Edd Wilder-James: Big data represents a very large opportunity for businesses today. From what I’ve seen over the last fifteen years, it’s time to wake up to it. That opportunity is not just big data as a product category. I believe what lies underneath has the ability to drive value inside an organization with data. This is quite new. This is taking it out of the reporting and back-office world and into places where you can save cost, generate new value, innovate new products and deal with customers in a different way through data. So really when we say big data that way, we’re talking about leveraging data outside of the traditional sandbox of analytics and reporting. We’re looking at how it can be mixed with the business to create new insights and opportunity.
Robert, as vice president of analytics, you head up a very large data science R&D group. Could you tell us about what your group does?
Robert Stratton: The data science R&D team, an internal team in Neustar is looking at how it can bring data science to improve our internal processes and also how we can develop new products and improve the existing products that we have that we sell to clients. Primarily I’m in the marketing services area. We’re using data analytics to improve our products and clients offerings.
Edd, how has data and analytics enhanced your overall effectiveness?
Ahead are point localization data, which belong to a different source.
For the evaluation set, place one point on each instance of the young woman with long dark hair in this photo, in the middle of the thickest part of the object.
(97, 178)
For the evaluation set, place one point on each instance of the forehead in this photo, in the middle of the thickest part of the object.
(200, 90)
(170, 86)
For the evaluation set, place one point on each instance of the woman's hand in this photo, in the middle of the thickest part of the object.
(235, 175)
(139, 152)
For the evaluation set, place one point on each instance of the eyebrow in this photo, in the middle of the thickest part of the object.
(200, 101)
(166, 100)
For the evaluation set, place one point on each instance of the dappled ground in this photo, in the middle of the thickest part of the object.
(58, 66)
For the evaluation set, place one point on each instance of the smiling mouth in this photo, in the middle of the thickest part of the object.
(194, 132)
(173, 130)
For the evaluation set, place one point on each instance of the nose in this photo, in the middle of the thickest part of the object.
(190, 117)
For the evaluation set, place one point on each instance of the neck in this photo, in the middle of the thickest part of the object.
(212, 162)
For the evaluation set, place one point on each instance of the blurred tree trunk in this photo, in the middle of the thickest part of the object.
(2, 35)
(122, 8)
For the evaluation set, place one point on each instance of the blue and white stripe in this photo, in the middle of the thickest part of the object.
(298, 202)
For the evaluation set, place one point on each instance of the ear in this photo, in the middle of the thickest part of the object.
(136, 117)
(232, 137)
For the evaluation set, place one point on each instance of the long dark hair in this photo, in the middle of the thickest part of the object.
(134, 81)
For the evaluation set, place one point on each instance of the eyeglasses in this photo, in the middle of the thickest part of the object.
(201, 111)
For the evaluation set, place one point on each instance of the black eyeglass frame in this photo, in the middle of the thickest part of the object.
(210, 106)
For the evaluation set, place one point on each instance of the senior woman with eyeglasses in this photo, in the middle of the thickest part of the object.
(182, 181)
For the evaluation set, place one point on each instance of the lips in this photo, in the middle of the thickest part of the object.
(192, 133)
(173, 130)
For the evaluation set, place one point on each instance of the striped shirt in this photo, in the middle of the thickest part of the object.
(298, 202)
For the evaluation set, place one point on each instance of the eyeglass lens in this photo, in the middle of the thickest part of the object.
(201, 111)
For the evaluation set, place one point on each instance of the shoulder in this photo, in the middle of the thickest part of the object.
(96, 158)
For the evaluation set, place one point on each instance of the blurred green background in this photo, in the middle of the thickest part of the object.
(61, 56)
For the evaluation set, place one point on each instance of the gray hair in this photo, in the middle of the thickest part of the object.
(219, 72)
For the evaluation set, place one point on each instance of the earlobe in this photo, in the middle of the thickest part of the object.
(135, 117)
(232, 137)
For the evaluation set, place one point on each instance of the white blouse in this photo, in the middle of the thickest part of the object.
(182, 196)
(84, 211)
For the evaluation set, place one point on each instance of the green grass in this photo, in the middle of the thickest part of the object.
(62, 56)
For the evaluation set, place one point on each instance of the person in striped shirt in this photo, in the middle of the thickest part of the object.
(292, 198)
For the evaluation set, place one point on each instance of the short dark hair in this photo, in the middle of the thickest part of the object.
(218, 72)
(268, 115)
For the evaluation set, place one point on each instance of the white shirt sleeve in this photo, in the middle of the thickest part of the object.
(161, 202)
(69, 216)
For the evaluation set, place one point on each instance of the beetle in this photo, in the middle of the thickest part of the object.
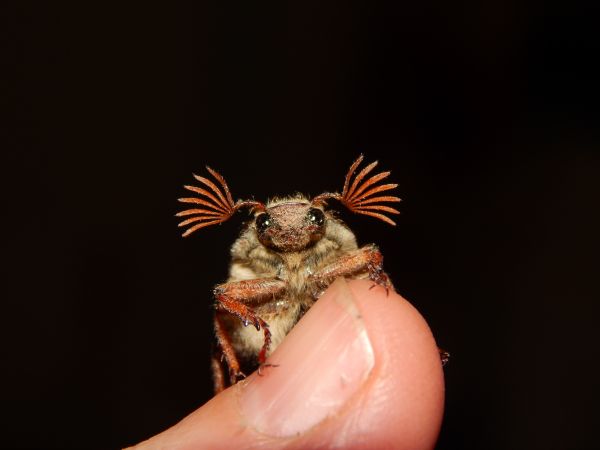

Edd Wilder-James: At Silicon Valley Data Science we work with a lot of companies, and clearly a lot of them understand that there is an opportunity with data to create new value to do new things. So we get involved and really help move things forward with them. Typically, what happens is to determine first if this is a business need. This is not being driven by someone saying, “Oh, we could do great things if we had more precise and more nuanced analytics.” We begin by looking at the problem at hand, such as that it takes 30 days too long to get a product to market, or that they want to add a new feature but it is not economically feasible. Then you address the engineering. You address the data science later on. Economically with big data and features – machine learning and so on that we couldn’t do before –the business problem must be the first point of entry.
Edd, from an infrastructure perspective, what do you see that makes your clients successful?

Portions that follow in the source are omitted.